China shipping giant China Ocean Shipping (Group) Company (COSCO) is in talks to own part of a major Greek port giving it increased access to European markets.
Company officials said COSCO Hellas, the firm's subsidiary in Greece, is interested in taking part in possible plans to buy shares in the Piraeus Port Authority (PPA).
So said an official surnamed Chen at COSCO's port operations department.
PPA handles almost 60 per cent of all Greek shipping.
Chen said COSCO President Wei Jiafu discussed port investment when he met Greek Prime Minister Kostas Karamanlis in January, who was on an official visit to China.
Chen would not give further details as talks are in the initial stages.
The chance to buy into ports was created with the privatization of significant ports in Greece, including Piraeus.
The Greek Government owns 74.1 per cent of PPA at the moment.
The Thessalonica Port Authority said COSCO Hellas has also expressed an interest in developing co-operative ties with the northern Greek port.
Another firm, China Shipping Group (CSG) China's second-largest shipping company is seeking facilities in the Greek port of Crete.
COSCO President Wei Jiafu said earlier that port investment is a priority for the company's future expansion.
In December the group was involved in a joint venture formed by AP Moeller-Maersk and Hutchison Whampoa to buy and develop the second phase of Shanghai's Yangshan port. COSCO Pacific, a port investor affiliated to the Group, took 10 per cent of the venture.

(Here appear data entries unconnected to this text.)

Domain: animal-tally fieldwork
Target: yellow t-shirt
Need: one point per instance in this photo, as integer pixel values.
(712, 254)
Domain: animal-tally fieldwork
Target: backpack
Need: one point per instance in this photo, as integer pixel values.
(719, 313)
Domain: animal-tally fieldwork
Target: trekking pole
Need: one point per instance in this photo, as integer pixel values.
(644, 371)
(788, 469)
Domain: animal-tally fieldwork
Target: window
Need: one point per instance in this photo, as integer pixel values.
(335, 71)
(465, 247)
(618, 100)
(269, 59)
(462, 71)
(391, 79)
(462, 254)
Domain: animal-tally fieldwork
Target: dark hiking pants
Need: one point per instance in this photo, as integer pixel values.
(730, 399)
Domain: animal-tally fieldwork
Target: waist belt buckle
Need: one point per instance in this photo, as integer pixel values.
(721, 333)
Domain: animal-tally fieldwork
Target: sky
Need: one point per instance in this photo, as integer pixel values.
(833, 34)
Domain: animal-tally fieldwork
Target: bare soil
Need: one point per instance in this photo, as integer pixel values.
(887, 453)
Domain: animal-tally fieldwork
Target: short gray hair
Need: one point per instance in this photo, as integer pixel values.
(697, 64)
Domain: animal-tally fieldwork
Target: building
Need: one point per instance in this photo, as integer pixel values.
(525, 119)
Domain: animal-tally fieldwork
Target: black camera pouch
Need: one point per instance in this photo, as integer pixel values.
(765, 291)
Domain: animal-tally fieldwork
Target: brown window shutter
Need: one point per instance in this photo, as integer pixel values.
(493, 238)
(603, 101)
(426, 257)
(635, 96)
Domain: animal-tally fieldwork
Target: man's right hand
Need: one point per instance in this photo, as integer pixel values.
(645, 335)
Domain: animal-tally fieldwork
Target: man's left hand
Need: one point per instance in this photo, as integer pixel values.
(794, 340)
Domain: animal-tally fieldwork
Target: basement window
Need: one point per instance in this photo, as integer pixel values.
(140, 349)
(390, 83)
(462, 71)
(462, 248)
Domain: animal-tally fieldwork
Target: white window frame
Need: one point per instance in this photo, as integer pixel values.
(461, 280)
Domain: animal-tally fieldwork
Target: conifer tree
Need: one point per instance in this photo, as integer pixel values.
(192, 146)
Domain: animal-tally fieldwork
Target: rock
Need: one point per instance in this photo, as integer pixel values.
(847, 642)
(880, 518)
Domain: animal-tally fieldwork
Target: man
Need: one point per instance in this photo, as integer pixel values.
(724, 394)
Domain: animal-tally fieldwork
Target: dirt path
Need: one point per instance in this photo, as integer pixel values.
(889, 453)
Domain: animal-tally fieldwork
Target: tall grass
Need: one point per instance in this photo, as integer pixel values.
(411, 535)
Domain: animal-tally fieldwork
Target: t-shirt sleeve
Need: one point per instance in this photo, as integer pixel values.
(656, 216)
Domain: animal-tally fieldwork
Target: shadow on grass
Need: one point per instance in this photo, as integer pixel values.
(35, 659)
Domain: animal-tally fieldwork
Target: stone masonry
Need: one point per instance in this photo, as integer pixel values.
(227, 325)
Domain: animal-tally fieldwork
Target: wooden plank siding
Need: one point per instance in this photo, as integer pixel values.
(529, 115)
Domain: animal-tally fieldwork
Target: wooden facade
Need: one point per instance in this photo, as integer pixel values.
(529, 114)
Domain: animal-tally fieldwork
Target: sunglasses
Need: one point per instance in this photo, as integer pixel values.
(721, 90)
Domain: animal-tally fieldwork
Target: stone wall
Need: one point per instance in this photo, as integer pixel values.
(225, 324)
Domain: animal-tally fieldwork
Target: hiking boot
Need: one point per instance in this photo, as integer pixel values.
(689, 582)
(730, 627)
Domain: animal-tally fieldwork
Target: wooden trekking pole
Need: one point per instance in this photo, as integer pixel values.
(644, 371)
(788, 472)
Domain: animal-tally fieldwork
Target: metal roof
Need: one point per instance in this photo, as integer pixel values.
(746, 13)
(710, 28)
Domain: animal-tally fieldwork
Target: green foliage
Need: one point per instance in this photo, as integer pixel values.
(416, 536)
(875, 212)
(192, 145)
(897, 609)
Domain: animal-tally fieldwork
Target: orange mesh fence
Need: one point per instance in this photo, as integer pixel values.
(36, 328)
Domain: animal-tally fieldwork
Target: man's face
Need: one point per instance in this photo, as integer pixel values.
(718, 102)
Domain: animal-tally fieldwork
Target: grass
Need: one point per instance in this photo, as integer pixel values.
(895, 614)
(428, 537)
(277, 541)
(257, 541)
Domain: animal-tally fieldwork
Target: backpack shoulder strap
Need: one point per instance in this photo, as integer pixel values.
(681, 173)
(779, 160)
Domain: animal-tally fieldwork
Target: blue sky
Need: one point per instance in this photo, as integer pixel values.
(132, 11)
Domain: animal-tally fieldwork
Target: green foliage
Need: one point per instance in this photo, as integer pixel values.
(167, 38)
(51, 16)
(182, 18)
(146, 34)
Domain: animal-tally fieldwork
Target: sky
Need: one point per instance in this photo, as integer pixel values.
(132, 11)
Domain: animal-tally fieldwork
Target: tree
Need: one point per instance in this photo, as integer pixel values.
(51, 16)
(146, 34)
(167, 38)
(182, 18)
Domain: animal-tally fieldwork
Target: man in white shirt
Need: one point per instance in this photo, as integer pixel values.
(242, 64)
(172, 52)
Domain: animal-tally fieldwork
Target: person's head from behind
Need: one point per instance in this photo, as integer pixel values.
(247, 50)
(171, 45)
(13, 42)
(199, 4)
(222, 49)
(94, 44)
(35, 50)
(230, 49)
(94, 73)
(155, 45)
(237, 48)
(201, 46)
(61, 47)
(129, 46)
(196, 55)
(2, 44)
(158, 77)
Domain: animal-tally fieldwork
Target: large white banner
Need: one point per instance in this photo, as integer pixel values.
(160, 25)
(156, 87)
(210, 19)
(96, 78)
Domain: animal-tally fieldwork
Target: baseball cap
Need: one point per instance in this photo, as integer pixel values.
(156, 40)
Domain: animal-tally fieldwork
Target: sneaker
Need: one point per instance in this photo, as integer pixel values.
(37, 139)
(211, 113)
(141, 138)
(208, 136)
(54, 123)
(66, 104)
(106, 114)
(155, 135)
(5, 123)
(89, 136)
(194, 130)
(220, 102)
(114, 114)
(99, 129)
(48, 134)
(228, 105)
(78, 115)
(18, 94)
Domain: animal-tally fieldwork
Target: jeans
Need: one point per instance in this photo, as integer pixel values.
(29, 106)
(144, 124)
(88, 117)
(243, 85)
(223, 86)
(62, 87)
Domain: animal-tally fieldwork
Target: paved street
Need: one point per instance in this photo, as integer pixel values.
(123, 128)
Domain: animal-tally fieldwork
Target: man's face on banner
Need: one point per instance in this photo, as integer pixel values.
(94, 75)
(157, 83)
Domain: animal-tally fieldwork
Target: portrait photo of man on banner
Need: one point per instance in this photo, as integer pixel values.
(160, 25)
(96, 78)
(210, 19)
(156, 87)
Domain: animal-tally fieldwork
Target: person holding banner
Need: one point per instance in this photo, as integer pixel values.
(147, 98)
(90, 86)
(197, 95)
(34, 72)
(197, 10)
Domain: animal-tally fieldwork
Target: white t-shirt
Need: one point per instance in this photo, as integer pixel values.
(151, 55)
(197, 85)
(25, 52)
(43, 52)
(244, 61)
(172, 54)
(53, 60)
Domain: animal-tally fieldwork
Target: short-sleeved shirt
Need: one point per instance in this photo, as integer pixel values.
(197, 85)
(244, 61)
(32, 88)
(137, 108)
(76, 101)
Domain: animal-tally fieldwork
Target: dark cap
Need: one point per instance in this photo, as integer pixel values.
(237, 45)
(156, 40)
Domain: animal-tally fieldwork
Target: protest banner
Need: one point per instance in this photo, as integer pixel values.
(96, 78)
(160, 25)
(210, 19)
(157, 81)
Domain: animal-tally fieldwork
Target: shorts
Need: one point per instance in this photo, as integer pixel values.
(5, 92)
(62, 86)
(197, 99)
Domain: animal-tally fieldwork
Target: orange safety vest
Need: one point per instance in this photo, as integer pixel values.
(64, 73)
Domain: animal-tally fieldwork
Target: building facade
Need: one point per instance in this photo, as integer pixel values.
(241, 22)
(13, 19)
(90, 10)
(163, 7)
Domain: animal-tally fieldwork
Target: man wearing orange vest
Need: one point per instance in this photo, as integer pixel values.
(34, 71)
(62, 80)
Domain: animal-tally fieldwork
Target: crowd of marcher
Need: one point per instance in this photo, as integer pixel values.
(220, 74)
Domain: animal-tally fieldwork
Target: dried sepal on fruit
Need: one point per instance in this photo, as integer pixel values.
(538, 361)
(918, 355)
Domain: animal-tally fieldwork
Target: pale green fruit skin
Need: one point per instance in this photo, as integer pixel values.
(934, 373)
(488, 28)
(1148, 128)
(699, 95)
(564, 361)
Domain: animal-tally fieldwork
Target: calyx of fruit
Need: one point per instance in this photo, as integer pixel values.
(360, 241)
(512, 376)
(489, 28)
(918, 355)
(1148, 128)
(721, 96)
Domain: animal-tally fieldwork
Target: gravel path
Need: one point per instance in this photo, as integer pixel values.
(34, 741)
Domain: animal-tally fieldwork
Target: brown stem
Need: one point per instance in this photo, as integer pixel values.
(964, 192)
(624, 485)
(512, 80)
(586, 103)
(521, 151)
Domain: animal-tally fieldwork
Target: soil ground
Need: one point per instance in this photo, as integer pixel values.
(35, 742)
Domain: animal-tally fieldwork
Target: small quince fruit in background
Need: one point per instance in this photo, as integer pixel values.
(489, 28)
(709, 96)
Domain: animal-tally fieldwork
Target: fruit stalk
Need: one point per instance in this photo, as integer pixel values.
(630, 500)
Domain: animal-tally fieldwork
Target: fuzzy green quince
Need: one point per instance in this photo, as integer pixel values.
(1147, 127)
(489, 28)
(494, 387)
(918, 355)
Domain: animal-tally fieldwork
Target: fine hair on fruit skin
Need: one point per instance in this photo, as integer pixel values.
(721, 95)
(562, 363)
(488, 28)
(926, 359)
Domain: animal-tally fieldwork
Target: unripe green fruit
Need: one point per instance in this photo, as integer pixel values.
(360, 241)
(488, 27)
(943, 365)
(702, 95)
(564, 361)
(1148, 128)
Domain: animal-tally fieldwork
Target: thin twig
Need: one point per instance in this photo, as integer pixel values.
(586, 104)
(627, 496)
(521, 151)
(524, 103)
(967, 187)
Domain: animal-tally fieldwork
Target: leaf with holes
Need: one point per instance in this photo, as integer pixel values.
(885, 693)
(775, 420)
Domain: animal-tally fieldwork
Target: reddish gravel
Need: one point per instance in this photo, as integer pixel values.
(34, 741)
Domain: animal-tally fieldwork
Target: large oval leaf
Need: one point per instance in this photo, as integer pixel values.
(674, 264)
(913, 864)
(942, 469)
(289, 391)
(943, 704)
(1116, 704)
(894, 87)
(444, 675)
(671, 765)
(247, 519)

In December, the group also signed an agreement to buy a 20 per cent stake in the Suez Canal Container Terminal in Egypt, its first port investment in the Middle East.
COSCO now holds stakes in a number of Chinese ports in the Pearl River Delta, the Yangtze River Delta and the Bohai Rim in northern China.
Outside of China, it has a 49 per cent stake in a terminal in Singapore, a 25 per cent stake in Belgium's Antwerp port and stakes in other ports in the United States.
COSCO is expected to register a pre-tax profit of around 20 billion yuan (US$2.5 billion) in 2005, breaking all past records, said Chen.